During his being head of Belgazprombank, ‘even a hint of the opportunity to commit unlawful acts was disallowed, to say nothing of any wrongdoing or coercion,’ Babaryka stressed.
“I know that a lot of people who helped us at the campaign office – volunteers, members of the initiative group and others – continued what was started, continued to work. I would not call it ‘struggle’, because it is a life, it is part of their lives they devote to building the new Belarus which we keep talking about,” the defendant said.
The verdict on Babaryka and other persons involved in the Belgazprombank case is to be passed on July 6.
In February 2021, Viktar Babaryka started to be tried in Minsk. As the case is being considered by the Supreme Court, there will be no opportunity to appeal against the would-be verdict. Babaryka’s lawyers applied for taking the trial to a lower court, but in vain. He is accused of creating and managing an organized criminal group consisting of his deputies; tax evasion; bribetaking. The investigation believes that Belgazprombank top managers were illegally paid from 2004 to 2020. According to the prosecutor, the size of fees ranged from $10-15 thousand to $300 thousand or more.
Public prosecutor Syarhei Hirhel demanded Babaryka be sentenced to the maximum possible term of imprisonment – 15 years in a medium security penal colony. The prosecutor also proposed to impose a fine of 145,000 Belarusian rubles on the politician and deprive him of the right to hold leadership positions.
Viktar Babaryka was standing a good chance to win the 2020 presidential election in Belarus, but he was taken into custody and barred from running for presidency. The former head of Belgazprombank and his son Eduard (head of his campaign office) have been behind bars for one year.
On 18 June 2020, the two Babarykas were arrested, interrogated at the Financial Investigations Department (defence lawyers were not allowed to be present) and taken to the notorious KGB prison Amerykanka; their house and flat were searched. Then, according to official reports, they were not involved in the Belgazprombank case which was in full swing then. At first, the committee said that Viktar Babaryka had ‘no procedural status in the investigation of the criminal case’.
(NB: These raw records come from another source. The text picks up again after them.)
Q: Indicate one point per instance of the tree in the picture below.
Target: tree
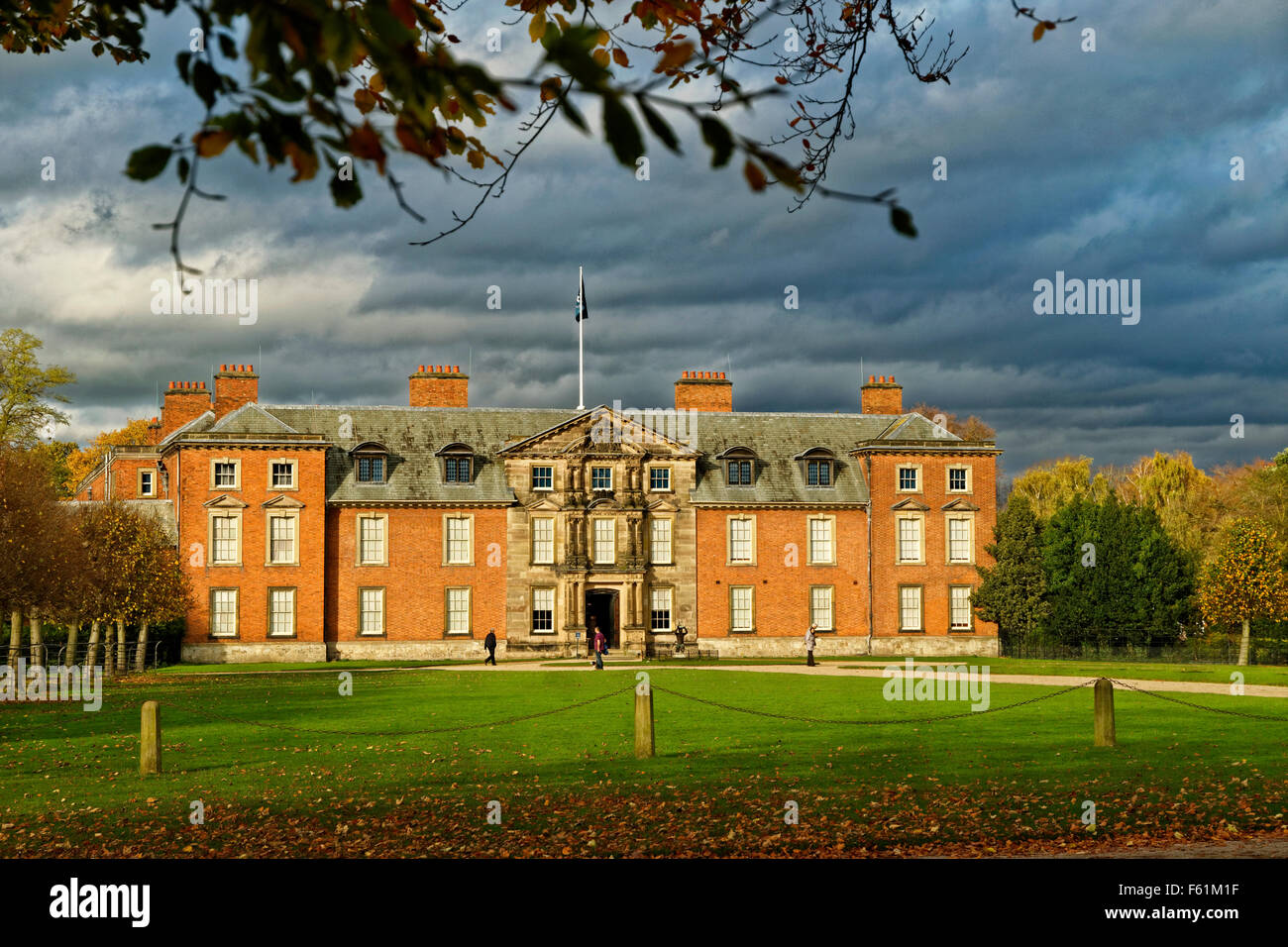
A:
(40, 556)
(82, 463)
(336, 82)
(26, 389)
(1244, 579)
(1012, 591)
(1176, 489)
(971, 429)
(1113, 574)
(1054, 483)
A week earlier, on June 11, officers of the Financial Investigations Department (part of the State Control Committee) came to the head office of Belgazprombank. The department opened a criminal case under Art. 243-2 (large-scale tax evasion) and Art. 235-2 (legalisation of particularly large sums of money obtained through crime). Over a dozen top managers and bank employees were arrested as part of the case. Then Belarusian authorities established the provisional administration in order to ‘protect the interests of depositors and creditors’ of the bank. Viktar Babaryka called placing the bank under the state’s control ‘forcible takeover’.
Alyaksandr Lukashenka hinted at initiating a case against Babaryka two weeks before his detention by publicly instructing his services to ‘paw through the big-bellied bourgeoisie”, but a bit later he stated he was not going to turn Babaryka into ‘a prisoner of conscience’. In turn, the former banker submitted an appeal to the CEC, pointing out the facts of Lukashenka’s alleged violations of the law, but election officials refused to issue a warning to the Belarusian leader.
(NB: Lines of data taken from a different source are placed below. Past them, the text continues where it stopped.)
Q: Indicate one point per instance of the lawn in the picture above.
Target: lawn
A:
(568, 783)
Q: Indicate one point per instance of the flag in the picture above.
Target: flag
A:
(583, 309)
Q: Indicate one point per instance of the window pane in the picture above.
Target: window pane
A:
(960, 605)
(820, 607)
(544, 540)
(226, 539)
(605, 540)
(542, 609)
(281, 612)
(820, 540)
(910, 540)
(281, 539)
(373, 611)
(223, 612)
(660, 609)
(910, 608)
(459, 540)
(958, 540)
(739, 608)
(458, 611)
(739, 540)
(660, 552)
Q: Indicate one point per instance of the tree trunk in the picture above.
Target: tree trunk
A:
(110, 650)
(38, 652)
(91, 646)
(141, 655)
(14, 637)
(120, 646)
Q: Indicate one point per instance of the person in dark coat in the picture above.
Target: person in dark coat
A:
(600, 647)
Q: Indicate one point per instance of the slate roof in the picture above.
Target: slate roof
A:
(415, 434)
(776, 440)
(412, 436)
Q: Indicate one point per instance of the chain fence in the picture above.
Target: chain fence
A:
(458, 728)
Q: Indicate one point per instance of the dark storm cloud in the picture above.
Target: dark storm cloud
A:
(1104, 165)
As reported earlier, presidential hopeful Viktar Babaryka had been Chairman of Belgazprombank Board since 2000. On 12 May 2020, when he revealed his presidential ambitions, he voluntarily resigned from his senior management job. Belgazprombank’s main shareholders from the Russian side are Gazprom and Gazprombank; in this view, Babaryka is often faulted for allegedly being linked to Moscow. At the same time, the prospective candidate has repeatedly put an emphasis on his being Belarusian. In his opinion, it is impossible to build an independent state when there is no solid foundation, i.e. culture and national identity.
Although over 430,000 Belarusians put their signatures for his nomination, the Belarusian Central Election Commission (CEC) refused to register Babaryka as a presidential candidate.
The Belarusian human rights community recognised Viktar and Eduard Babaryka as political prisoners.